By set — best for completionists
Cards sit in official collector-number order, exactly as the set was printed. It's the most satisfying system if your goal is a complete set, because the binder doubles as a checklist: every gap is a card you still need. The cost is discipline — you have to leave empty pockets (ideally filled with placeholder cards) so the order never breaks. If you love the idea of holding an entire set in sequence, this is the one.
By rarity — best for active pullers
Commons up front, chase cards in back. The huge advantage is maintenance: when you open packs constantly, a rarity binder absorbs new cards without ever forcing a re-sort, and your best pulls naturally collect on the back pages where they're a pleasure to flip through. It's the lowest-effort system for people who value 'everything has a home' over 'everything is in order.'
By type — best for display
Grouping by Fire, Water, Grass, and so on makes the most visually pleasing binder and the most intuitive one for kids, since it mirrors how people naturally think about Pokémon. It's the weakest choice for completion — one set's cards scatter across every type — but the strongest for a binder that's meant to be admired rather than finished.

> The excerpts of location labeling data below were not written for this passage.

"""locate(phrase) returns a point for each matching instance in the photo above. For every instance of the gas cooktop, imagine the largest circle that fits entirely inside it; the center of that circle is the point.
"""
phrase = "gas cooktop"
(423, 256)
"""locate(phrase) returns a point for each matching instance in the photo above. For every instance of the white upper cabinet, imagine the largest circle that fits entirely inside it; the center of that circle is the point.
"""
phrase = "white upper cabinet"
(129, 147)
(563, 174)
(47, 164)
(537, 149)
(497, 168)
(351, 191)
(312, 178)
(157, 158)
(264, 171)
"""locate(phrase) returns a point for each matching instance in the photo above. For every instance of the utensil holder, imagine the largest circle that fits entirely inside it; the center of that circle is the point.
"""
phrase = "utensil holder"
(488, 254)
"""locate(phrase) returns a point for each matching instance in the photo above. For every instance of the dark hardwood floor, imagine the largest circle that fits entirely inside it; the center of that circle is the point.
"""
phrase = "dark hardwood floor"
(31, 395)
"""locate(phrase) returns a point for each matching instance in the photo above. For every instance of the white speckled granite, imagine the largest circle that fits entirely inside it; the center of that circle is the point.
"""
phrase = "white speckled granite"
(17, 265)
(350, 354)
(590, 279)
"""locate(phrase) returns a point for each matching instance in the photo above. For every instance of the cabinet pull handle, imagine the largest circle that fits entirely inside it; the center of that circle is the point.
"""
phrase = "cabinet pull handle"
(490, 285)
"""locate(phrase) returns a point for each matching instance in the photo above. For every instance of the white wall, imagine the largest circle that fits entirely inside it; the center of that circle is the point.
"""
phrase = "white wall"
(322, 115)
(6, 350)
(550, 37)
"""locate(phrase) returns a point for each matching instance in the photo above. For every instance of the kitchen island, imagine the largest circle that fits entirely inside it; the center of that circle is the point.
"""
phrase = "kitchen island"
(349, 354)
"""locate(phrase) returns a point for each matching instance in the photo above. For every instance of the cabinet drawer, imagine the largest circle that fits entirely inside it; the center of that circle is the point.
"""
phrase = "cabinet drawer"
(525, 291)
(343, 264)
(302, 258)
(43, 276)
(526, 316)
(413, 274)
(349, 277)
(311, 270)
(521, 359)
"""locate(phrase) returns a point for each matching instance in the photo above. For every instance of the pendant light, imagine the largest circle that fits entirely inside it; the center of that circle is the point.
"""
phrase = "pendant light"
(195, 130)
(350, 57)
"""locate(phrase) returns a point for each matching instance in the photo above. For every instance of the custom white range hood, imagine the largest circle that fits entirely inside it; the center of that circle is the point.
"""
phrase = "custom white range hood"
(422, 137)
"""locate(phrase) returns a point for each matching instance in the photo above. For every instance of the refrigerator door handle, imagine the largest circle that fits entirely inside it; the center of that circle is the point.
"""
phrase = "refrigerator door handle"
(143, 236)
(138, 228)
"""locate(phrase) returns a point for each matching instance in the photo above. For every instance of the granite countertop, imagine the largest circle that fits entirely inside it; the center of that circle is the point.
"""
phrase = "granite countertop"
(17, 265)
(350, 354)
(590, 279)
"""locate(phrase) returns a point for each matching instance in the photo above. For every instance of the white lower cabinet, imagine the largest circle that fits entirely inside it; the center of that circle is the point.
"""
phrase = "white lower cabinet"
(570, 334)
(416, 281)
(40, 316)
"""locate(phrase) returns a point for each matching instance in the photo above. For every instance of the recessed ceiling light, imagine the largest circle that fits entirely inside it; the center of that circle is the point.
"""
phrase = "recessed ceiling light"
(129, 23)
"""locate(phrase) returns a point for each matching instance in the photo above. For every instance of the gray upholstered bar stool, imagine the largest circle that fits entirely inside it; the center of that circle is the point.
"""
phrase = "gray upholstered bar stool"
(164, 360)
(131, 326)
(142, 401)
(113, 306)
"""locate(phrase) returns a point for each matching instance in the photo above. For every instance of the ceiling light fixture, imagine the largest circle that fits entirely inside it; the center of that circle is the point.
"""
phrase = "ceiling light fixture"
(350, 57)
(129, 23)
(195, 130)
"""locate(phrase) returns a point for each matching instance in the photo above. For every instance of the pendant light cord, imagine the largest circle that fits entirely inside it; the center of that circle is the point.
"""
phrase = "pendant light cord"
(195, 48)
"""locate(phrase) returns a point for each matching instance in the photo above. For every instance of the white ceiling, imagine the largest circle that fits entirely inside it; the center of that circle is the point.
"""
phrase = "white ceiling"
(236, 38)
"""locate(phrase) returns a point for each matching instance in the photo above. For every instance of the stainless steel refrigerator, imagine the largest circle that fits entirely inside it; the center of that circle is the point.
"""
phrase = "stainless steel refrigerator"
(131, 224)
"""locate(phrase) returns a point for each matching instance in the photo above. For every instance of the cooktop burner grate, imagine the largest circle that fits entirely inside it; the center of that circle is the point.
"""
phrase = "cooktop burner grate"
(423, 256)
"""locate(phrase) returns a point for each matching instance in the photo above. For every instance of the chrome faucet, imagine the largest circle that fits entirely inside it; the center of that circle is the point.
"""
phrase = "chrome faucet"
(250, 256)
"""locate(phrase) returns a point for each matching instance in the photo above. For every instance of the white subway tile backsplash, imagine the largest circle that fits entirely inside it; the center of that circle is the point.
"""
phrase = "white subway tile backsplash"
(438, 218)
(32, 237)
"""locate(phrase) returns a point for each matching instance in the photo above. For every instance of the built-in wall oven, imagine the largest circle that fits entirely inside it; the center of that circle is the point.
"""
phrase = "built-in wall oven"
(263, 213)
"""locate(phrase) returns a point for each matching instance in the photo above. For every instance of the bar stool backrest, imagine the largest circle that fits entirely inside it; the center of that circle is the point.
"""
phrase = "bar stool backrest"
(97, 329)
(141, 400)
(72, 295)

How to decide in 30 seconds
Ask one question: when you open this binder, what do you most want to see? If the answer is 'how close I am to finishing a set,' sort by set. If it's 'all my cards have a place to go,' sort by rarity. If it's 'my collection looking great,' sort by type. Your honest answer to that question is almost always the right system — don't overthink it.
The two-binder system most people end up with
There's a reason experienced collectors stop trying to make one binder do everything: the goals genuinely conflict. A set binder wants strict order and empty gaps; a display binder wants only your best cards with no gaps at all. Running both — a by-set completion binder and a by-rarity or by-type showcase — lets each one be great at its job. Start with whichever matters more to you and add the second when your collection outgrows the first.
Switching systems without starting over
If you've outgrown your current setup, you don't have to re-sleeve everything in one sitting. Pull cards into temporary stacks by your new categories first, lay out the page order on a table, and only then load the pages. Side-loading pages make this painless because cards slide in and out cleanly. Do it one set or one type at a time over a few evenings rather than trying to rebuild the whole binder at once.